The Border Crisis Started in D.C. — and the Ninth Circuit

Here’s the history of how we got to the crisis we’re now facing — and the numbers showing what’s actually going on.

By Andrew R. Arthur on April 1, 2021

In February, Border Patrol apprehended 96,974 illegal entrants at the Southwest border — a 15-year high for the month. The migrants were very different from those in February 2006, however, as many are now coming to exploit loopholes created years ago in Washington — and the Ninth Circuit.

Before 2011, 90 percent of illegal-migrant apprehensions were of single adults, mostly from Mexico. Last month, though, fewer than 71 percent were of single adults, while about 9.6 percent were of minors traveling without parents (known as “unaccompanied alien children” or “UACs”), and 19.5 percent were of adults with children (family units or “FMUs”).

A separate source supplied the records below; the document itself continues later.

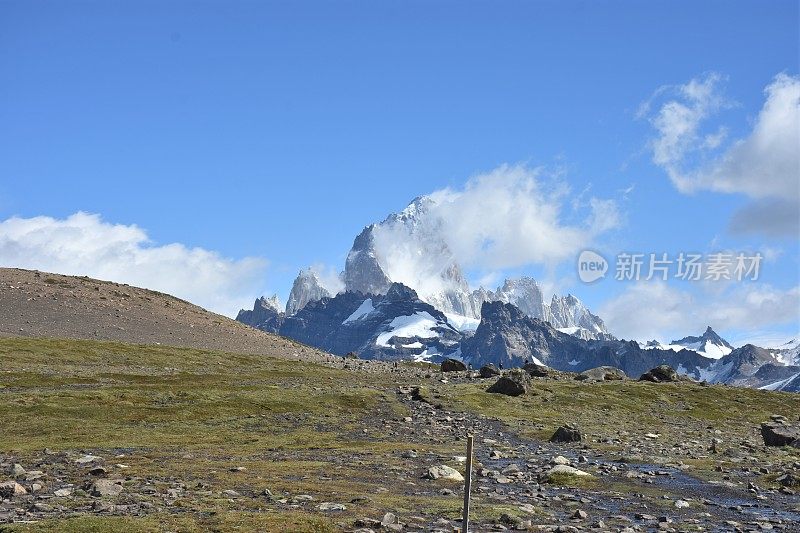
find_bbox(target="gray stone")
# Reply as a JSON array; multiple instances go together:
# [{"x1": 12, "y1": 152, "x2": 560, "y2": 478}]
[
  {"x1": 486, "y1": 369, "x2": 530, "y2": 396},
  {"x1": 550, "y1": 424, "x2": 582, "y2": 442},
  {"x1": 0, "y1": 481, "x2": 28, "y2": 498}
]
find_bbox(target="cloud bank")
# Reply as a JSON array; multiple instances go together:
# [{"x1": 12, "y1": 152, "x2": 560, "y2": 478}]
[
  {"x1": 639, "y1": 73, "x2": 800, "y2": 236},
  {"x1": 0, "y1": 212, "x2": 267, "y2": 316},
  {"x1": 598, "y1": 281, "x2": 800, "y2": 341}
]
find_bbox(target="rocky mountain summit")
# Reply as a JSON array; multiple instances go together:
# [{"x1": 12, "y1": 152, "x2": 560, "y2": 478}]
[
  {"x1": 0, "y1": 270, "x2": 800, "y2": 533},
  {"x1": 286, "y1": 196, "x2": 611, "y2": 338}
]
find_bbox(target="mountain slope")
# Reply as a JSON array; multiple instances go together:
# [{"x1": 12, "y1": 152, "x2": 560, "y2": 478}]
[
  {"x1": 0, "y1": 268, "x2": 315, "y2": 356},
  {"x1": 279, "y1": 283, "x2": 462, "y2": 360},
  {"x1": 461, "y1": 302, "x2": 713, "y2": 377}
]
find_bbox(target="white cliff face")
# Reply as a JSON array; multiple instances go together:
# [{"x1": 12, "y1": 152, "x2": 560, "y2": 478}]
[
  {"x1": 286, "y1": 268, "x2": 331, "y2": 315},
  {"x1": 256, "y1": 294, "x2": 283, "y2": 313},
  {"x1": 547, "y1": 294, "x2": 608, "y2": 334},
  {"x1": 338, "y1": 196, "x2": 608, "y2": 338},
  {"x1": 343, "y1": 196, "x2": 479, "y2": 317}
]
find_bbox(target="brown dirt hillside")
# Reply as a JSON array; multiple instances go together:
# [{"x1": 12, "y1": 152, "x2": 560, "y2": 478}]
[{"x1": 0, "y1": 268, "x2": 322, "y2": 358}]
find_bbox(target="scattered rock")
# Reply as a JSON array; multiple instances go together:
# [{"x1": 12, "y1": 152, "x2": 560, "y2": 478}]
[
  {"x1": 486, "y1": 369, "x2": 530, "y2": 396},
  {"x1": 423, "y1": 465, "x2": 464, "y2": 481},
  {"x1": 442, "y1": 359, "x2": 467, "y2": 372},
  {"x1": 75, "y1": 455, "x2": 102, "y2": 465},
  {"x1": 550, "y1": 424, "x2": 582, "y2": 442},
  {"x1": 639, "y1": 365, "x2": 680, "y2": 383},
  {"x1": 478, "y1": 363, "x2": 500, "y2": 378},
  {"x1": 522, "y1": 363, "x2": 550, "y2": 378},
  {"x1": 546, "y1": 465, "x2": 591, "y2": 479},
  {"x1": 775, "y1": 472, "x2": 800, "y2": 487},
  {"x1": 317, "y1": 502, "x2": 347, "y2": 512},
  {"x1": 575, "y1": 366, "x2": 628, "y2": 381}
]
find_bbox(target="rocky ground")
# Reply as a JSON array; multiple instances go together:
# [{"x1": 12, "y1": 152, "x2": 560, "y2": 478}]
[{"x1": 0, "y1": 339, "x2": 800, "y2": 533}]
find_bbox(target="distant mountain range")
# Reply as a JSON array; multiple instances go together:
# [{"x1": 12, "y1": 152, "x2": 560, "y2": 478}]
[{"x1": 237, "y1": 196, "x2": 800, "y2": 391}]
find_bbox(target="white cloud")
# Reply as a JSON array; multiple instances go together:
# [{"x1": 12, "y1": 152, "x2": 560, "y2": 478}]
[
  {"x1": 0, "y1": 212, "x2": 267, "y2": 316},
  {"x1": 598, "y1": 281, "x2": 800, "y2": 341},
  {"x1": 308, "y1": 263, "x2": 344, "y2": 294},
  {"x1": 374, "y1": 165, "x2": 620, "y2": 295},
  {"x1": 640, "y1": 73, "x2": 800, "y2": 235}
]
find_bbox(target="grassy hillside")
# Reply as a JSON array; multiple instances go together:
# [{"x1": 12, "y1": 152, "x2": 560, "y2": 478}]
[{"x1": 0, "y1": 338, "x2": 800, "y2": 531}]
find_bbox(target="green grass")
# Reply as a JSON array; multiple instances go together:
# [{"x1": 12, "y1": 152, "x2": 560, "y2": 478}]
[{"x1": 0, "y1": 339, "x2": 800, "y2": 531}]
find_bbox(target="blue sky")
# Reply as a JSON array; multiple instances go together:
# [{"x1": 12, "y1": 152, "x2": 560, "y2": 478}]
[{"x1": 0, "y1": 1, "x2": 800, "y2": 344}]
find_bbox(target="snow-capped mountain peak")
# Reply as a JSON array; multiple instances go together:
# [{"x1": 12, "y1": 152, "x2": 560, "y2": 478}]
[
  {"x1": 643, "y1": 326, "x2": 733, "y2": 359},
  {"x1": 286, "y1": 268, "x2": 331, "y2": 315}
]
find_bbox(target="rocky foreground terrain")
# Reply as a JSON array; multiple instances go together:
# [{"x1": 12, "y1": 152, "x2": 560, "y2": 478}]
[
  {"x1": 0, "y1": 268, "x2": 319, "y2": 358},
  {"x1": 0, "y1": 274, "x2": 800, "y2": 533}
]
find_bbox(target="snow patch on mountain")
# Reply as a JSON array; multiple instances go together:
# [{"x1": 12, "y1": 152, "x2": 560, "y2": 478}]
[
  {"x1": 286, "y1": 268, "x2": 331, "y2": 315},
  {"x1": 444, "y1": 313, "x2": 481, "y2": 333},
  {"x1": 642, "y1": 326, "x2": 733, "y2": 359},
  {"x1": 375, "y1": 311, "x2": 442, "y2": 347}
]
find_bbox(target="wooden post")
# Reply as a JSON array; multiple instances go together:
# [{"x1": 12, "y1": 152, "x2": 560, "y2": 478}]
[{"x1": 461, "y1": 435, "x2": 473, "y2": 533}]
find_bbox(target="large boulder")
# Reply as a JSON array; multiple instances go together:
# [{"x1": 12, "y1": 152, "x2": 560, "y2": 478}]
[
  {"x1": 89, "y1": 479, "x2": 122, "y2": 498},
  {"x1": 550, "y1": 424, "x2": 582, "y2": 442},
  {"x1": 639, "y1": 365, "x2": 680, "y2": 383},
  {"x1": 478, "y1": 363, "x2": 501, "y2": 378},
  {"x1": 575, "y1": 366, "x2": 628, "y2": 381},
  {"x1": 442, "y1": 359, "x2": 467, "y2": 372},
  {"x1": 761, "y1": 422, "x2": 800, "y2": 448},
  {"x1": 0, "y1": 481, "x2": 28, "y2": 499},
  {"x1": 422, "y1": 465, "x2": 464, "y2": 481},
  {"x1": 486, "y1": 369, "x2": 531, "y2": 396}
]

Of unaccompanied minors apprehended this fiscal year, 63 percent came from the Northern Triangle of Central America (NTCA) — El Salvador, Guatemala, and Honduras — as did almost 64 percent of those in family units. Yet fewer than 31 percent of single adults were from the Northern Triangle countries. (In fact, nearly 60 percent were from Mexico.)

The total percentage of actual migrants who are unaccompanied children and families may be higher than these figures suggest, as 40 percent of the migrants recently apprehended had been expelled and reentered, but as explained below, families and children (in particular) are less likely to have been expelled.

If, as Department of Homeland Security secretary Alejandro Mayorkas asserted, “poverty, high levels of violence, and corruption” in Mexico and the NTCA are driving illegal immigration, the percentages of single adults, minors, and families from the Northern Triangle should be roughly the same. But, they are not, because loopholes in the law have encouraged the entry of “other than Mexican” (OTM) minors and families.